In the Raleigh area we have many lenders and most of our clients have been able to carry a loan without a problem. However, in markets outside of Raleigh, Cary and the Triangle, real estate professionals are feeling the effects. A correction like the one we're facing today may prevent these types of situations from plaguing more real estate markets across the nation.
interesting view point from a "non-mortgage pro". I agree with most of what you said except the part about issuing "bogus loans".
The fact is, the loans were not bogus, they were in fact authentic. Authentic money raised in authentic capitol markets and given to real people under the presumption they would perform. Had these loans in fact been bogus, we would not be in this position today. BUt they were real and just like when stockholders give money, they expect to receive money in return. When the opposite occurs, a loss that is, we find a "correction" or a sell off of that underperformed asset and hence a tightening in the credit markets.
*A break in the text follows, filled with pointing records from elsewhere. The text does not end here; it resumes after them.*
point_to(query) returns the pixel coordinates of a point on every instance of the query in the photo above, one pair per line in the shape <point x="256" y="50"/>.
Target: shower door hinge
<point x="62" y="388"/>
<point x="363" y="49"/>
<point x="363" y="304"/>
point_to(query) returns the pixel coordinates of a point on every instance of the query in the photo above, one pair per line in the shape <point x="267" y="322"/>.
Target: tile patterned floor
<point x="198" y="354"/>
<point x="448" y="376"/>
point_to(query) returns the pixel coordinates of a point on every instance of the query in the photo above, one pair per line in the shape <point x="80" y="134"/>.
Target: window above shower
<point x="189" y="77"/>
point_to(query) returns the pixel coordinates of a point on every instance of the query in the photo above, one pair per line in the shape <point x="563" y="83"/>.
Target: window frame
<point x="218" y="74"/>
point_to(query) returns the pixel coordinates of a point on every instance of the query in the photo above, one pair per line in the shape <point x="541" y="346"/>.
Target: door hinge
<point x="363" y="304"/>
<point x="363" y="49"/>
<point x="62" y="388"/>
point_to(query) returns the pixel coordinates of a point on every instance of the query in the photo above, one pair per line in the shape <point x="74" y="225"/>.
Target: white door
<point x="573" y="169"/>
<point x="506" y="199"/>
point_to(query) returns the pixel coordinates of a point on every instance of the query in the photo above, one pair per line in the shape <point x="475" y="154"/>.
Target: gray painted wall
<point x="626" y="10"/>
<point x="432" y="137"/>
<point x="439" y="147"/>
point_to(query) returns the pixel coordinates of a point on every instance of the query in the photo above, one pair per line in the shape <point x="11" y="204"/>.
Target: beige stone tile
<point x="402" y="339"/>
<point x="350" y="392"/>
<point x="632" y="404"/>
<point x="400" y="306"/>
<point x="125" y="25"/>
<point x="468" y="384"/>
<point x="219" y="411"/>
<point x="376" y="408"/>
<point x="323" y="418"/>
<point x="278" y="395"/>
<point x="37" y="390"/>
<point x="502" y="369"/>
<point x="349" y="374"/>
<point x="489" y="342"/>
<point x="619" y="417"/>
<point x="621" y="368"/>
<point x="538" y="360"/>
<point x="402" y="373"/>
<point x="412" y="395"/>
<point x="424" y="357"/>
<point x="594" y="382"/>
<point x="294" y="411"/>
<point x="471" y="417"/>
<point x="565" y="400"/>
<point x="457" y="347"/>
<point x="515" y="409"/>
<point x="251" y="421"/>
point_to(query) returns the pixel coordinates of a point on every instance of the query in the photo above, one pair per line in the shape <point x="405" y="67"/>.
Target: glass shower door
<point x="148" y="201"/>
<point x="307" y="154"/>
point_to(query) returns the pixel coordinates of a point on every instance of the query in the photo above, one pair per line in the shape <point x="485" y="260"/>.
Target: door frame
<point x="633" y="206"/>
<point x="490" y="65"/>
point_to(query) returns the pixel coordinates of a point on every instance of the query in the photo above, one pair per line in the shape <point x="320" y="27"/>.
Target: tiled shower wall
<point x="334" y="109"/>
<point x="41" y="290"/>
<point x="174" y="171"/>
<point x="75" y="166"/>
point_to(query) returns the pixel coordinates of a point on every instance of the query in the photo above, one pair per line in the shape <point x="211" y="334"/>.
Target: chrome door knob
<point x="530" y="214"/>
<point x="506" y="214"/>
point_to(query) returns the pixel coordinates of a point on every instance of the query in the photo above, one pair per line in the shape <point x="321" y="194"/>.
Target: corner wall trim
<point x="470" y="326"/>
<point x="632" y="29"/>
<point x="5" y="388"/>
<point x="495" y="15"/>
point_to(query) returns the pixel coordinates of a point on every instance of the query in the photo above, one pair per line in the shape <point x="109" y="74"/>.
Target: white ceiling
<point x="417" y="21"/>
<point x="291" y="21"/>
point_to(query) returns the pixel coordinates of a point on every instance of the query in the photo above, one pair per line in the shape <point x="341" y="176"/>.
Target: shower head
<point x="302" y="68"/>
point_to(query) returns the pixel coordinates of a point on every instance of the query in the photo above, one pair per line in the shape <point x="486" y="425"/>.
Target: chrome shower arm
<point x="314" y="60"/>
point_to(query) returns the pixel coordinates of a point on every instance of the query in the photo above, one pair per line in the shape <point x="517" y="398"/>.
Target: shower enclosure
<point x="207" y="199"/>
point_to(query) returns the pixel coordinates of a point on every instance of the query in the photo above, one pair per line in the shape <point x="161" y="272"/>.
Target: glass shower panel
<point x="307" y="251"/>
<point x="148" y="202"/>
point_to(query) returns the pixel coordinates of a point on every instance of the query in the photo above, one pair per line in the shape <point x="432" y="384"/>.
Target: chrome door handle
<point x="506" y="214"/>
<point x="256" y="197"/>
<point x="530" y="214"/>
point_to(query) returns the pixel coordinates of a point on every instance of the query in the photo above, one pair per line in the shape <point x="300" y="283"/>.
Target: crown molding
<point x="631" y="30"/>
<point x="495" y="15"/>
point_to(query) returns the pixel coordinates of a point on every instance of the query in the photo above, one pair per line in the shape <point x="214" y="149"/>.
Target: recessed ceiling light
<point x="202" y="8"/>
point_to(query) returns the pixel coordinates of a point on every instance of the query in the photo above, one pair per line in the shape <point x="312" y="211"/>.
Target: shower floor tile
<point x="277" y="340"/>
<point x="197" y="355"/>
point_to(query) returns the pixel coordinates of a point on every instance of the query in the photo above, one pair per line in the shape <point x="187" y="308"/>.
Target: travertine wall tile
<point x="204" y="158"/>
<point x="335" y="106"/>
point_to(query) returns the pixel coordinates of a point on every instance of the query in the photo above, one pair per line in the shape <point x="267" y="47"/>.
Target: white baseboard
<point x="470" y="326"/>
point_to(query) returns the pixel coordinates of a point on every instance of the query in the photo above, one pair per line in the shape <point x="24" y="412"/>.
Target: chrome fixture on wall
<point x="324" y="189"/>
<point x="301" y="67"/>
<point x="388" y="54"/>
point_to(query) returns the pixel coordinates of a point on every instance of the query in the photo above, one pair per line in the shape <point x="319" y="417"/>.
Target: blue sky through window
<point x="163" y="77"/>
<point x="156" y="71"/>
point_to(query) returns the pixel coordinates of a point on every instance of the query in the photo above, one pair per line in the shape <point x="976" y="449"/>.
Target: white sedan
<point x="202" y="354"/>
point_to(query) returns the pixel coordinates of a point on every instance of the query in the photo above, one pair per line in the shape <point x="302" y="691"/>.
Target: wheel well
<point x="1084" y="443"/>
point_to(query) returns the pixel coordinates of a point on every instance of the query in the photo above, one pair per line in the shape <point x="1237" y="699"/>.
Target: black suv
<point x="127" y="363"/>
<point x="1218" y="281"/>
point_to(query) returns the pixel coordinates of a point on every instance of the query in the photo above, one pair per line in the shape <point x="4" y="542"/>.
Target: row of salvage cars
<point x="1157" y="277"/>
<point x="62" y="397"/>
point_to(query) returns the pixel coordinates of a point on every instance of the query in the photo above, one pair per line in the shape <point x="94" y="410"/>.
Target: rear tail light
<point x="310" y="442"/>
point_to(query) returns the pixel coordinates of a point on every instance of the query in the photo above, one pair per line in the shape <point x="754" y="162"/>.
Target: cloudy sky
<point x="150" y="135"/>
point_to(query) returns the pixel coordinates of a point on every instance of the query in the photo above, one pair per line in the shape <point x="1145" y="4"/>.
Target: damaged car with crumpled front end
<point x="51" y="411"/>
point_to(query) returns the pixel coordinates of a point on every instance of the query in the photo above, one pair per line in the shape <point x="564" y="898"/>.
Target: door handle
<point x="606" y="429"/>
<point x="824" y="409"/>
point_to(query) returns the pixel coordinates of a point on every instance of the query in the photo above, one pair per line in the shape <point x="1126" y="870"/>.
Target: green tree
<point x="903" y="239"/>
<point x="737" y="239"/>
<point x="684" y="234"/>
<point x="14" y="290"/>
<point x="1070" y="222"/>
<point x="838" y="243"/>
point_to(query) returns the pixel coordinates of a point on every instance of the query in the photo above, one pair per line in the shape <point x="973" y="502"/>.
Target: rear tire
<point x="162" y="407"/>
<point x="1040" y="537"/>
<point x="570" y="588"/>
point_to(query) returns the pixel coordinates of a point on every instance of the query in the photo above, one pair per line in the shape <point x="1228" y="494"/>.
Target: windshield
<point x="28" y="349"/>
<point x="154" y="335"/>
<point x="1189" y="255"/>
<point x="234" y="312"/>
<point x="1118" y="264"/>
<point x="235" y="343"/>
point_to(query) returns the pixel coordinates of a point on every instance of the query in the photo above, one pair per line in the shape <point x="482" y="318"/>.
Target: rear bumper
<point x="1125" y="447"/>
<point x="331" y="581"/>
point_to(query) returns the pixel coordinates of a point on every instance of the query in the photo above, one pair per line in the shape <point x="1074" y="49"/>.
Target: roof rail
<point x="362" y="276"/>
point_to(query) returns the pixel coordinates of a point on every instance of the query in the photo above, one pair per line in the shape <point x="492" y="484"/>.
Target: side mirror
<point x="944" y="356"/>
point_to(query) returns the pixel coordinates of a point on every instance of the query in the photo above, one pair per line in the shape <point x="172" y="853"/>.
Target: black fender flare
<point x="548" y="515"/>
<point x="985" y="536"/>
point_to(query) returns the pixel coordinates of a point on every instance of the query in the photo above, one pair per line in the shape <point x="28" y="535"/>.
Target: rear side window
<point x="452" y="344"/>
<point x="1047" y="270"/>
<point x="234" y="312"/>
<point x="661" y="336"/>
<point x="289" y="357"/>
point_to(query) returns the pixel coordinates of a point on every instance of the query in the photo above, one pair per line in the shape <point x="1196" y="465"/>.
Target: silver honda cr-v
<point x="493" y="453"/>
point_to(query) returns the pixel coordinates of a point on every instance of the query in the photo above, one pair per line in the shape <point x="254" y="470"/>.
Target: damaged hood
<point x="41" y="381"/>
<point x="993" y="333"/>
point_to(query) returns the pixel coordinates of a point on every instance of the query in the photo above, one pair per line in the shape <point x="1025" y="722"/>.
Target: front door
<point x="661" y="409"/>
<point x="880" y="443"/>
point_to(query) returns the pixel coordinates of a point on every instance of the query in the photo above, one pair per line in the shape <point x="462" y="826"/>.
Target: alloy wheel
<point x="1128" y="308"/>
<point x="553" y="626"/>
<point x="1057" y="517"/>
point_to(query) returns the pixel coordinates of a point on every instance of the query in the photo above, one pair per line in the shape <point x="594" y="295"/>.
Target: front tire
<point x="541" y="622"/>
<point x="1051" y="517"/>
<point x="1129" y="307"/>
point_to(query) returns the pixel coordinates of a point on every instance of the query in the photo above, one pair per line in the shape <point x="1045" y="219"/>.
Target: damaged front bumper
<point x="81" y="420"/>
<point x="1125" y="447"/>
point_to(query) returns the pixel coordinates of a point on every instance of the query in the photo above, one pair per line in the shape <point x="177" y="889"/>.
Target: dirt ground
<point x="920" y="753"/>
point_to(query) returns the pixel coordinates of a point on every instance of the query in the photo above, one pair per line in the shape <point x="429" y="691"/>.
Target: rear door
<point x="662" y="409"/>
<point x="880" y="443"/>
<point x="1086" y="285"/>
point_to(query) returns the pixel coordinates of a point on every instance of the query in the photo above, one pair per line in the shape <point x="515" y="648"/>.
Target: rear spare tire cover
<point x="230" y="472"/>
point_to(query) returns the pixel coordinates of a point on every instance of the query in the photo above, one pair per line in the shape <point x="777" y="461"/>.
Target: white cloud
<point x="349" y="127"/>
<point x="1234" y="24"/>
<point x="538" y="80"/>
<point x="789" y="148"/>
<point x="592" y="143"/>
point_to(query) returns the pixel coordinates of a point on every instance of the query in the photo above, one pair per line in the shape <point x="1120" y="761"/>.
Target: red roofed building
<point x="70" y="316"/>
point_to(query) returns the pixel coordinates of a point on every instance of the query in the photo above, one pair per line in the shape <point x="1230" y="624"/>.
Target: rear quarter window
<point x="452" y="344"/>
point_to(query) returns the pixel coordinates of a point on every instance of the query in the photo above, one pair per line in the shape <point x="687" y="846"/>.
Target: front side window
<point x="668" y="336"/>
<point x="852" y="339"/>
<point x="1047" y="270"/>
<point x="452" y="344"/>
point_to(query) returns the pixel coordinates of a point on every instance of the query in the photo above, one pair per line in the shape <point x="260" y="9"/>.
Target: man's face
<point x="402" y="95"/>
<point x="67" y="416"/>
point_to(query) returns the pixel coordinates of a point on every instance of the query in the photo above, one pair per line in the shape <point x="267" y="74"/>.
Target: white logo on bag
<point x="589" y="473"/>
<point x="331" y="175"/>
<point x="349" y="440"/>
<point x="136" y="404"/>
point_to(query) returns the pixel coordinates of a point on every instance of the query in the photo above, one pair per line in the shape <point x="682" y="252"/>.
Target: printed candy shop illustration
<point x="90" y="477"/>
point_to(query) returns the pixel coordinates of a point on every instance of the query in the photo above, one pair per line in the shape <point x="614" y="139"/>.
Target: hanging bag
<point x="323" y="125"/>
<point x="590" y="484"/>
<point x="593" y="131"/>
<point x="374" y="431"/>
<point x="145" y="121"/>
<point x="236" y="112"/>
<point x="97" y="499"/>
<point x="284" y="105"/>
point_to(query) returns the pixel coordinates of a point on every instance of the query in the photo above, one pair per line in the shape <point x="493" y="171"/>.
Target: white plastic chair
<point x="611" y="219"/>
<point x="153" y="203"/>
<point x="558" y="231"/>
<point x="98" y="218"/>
What was bogus or as websters defines bogus as "obsolete" would be the appetite for the loans that had a high propensity for default or non-performance.
Sadly, mu profession, or at least he industry which I have chosen as my vocation allowed shareholder's "irrational exuberance" to quote frmr Fed Chair Greenspan to trickle down into ridiculous credit guidelines, offering credit to people to buy homes who simply should not have.